Wally was a natural.  We put together teams to handle different problems that the contest offered.  Wally always got chosen last for teams in real life, but nerd class was different.  The other two boys, H. G. Ruff and Jack Penny immediately recruited Wally for their team.  They chose the project where you had to design and build a balsa-wood structure to hold up as much weight as possible while you present a creative narration of the unfolding event.  H.G. and Jack cooked up the two-headed narrator idea, sewed the costume where they could both get into the same shirt and pair of pants to provide the two wise-cracking heads.  They left it entirely up to Wally to design the structure.  This he did brilliantly, a cone of balsa bits with numerous cross beams to hold up weight, and super-glue to hold it all together.

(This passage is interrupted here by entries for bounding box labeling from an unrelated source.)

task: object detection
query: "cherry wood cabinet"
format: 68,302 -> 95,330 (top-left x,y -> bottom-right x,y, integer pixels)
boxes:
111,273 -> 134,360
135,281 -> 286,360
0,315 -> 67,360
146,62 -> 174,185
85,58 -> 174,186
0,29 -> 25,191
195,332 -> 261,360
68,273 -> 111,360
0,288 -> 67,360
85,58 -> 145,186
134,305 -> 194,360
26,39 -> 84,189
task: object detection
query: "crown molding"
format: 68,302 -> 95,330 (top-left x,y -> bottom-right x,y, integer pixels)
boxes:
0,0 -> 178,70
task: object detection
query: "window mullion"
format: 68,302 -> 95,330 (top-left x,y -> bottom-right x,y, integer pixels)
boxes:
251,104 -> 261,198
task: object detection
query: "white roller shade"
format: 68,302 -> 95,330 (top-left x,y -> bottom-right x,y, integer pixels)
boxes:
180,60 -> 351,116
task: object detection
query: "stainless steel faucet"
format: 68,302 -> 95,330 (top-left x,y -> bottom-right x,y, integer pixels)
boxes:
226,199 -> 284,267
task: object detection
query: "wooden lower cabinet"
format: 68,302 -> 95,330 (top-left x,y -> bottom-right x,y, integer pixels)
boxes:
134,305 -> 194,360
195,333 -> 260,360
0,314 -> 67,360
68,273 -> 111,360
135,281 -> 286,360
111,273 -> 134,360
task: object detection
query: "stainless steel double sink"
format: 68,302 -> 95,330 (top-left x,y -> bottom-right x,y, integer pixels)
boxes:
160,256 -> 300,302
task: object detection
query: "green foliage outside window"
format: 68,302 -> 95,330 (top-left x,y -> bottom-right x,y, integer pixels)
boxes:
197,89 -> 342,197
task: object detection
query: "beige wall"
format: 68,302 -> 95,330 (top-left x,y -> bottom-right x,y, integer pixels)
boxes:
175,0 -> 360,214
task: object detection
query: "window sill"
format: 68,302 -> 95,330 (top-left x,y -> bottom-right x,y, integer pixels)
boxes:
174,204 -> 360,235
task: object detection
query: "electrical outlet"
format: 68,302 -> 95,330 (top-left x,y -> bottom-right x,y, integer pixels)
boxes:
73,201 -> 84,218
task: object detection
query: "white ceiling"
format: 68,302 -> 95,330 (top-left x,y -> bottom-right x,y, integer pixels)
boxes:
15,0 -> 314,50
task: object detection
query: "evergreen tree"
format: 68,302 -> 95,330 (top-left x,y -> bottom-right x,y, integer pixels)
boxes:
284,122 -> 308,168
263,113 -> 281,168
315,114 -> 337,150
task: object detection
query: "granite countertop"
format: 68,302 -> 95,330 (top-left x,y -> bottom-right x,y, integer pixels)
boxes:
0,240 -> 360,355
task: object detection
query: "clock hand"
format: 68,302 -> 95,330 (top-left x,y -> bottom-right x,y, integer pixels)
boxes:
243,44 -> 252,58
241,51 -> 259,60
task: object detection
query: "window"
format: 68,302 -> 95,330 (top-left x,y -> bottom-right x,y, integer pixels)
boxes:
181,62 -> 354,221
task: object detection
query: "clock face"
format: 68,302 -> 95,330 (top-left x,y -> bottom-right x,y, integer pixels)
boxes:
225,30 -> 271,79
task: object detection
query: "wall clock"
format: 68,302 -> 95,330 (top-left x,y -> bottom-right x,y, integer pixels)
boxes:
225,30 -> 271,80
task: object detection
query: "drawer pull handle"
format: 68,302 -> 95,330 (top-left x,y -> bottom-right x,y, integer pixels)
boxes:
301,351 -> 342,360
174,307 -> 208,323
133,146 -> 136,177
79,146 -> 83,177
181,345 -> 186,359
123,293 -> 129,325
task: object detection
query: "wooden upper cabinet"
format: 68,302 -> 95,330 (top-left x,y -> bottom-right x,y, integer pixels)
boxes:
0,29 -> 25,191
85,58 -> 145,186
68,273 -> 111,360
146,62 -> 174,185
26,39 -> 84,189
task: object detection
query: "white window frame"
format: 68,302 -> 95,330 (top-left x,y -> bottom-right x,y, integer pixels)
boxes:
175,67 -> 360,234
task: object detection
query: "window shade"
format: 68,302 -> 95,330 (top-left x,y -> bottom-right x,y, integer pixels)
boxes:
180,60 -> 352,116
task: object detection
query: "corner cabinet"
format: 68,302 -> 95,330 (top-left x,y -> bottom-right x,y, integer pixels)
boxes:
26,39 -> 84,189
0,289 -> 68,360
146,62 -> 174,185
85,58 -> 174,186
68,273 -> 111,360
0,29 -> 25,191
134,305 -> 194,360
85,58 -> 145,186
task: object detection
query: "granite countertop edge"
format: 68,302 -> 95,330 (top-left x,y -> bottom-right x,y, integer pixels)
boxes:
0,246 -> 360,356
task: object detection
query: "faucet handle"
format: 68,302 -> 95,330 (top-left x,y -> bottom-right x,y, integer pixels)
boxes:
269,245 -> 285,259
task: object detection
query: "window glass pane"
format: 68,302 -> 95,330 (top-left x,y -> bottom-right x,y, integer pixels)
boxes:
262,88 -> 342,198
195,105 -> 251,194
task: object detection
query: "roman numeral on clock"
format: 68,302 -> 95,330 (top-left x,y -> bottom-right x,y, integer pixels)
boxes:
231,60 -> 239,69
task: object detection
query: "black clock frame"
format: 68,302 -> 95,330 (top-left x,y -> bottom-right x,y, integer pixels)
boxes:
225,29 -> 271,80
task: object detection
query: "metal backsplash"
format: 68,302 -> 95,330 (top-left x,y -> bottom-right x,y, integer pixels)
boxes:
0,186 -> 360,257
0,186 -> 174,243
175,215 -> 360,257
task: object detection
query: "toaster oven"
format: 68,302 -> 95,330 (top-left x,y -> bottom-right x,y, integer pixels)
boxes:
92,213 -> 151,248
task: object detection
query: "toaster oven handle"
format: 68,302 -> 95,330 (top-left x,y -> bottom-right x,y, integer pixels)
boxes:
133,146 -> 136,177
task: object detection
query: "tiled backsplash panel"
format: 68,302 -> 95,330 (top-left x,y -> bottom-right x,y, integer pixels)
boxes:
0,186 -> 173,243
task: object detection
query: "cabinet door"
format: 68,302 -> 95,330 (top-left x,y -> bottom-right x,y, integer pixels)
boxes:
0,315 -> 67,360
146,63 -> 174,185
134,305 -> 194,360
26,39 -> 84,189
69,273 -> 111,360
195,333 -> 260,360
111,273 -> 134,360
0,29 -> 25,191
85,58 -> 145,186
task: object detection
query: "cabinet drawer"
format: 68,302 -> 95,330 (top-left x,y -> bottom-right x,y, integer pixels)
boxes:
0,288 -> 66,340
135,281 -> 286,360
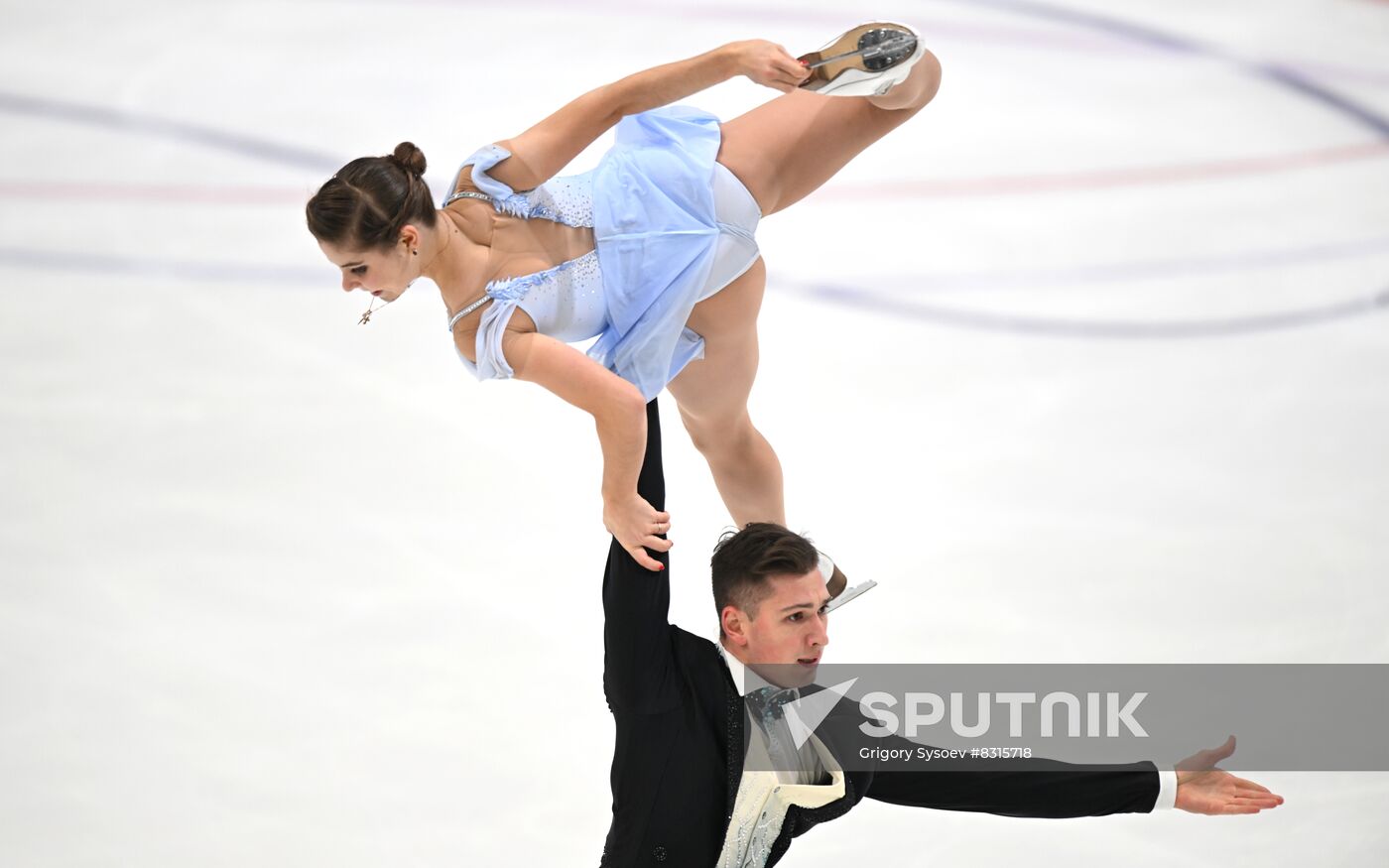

We went all the way to Del Rio for the regional contest.  The performance was supposed to build suspense  as the team (basically meaning Wally) piled up increasingly heavy weights on the structure, trying not to crush it.  The other competing teams went ahead of us, the first one crushing their rig almost immediately, and having to hope their song-and-dance routine would fill out the rest of the time limit.  The team that had the best reputation managed to pile on only two pounds ten ounces before their structure collapsed.  That was a full eight pounds less than they supposedly had piled on in practice.  We started our performance with H.G. and Jack already gloating over the win.

The two headed narrator cracked some of the best jokes H.G. had ever written.  (I had nixed all of the jokes Jack contributed.  He was a master of scatological humor, and we knew ahead of time that event judges were all female.)  Wally had two pounds already balanced on the structure.  And then, his enthusiasm failed him.  Instead of adding the five-ounce weights the way the other team had, he tried to put on a whole pound more with one weight.  Over-confidence killed it.  The balsa wood cracked and gave out.  H.G. forgot two thirds of his remaining lines, and we ended up short of the minimum time limit, too.  We lost by ten ounces, which when translated into the complex scoring system, meant we narrowly lost over all.  Second place and no trip to the State tournament.

The other boys blamed Wally for the loss, though they hadn’t really pulled off their part either.  The worst part was that Wally blamed himself.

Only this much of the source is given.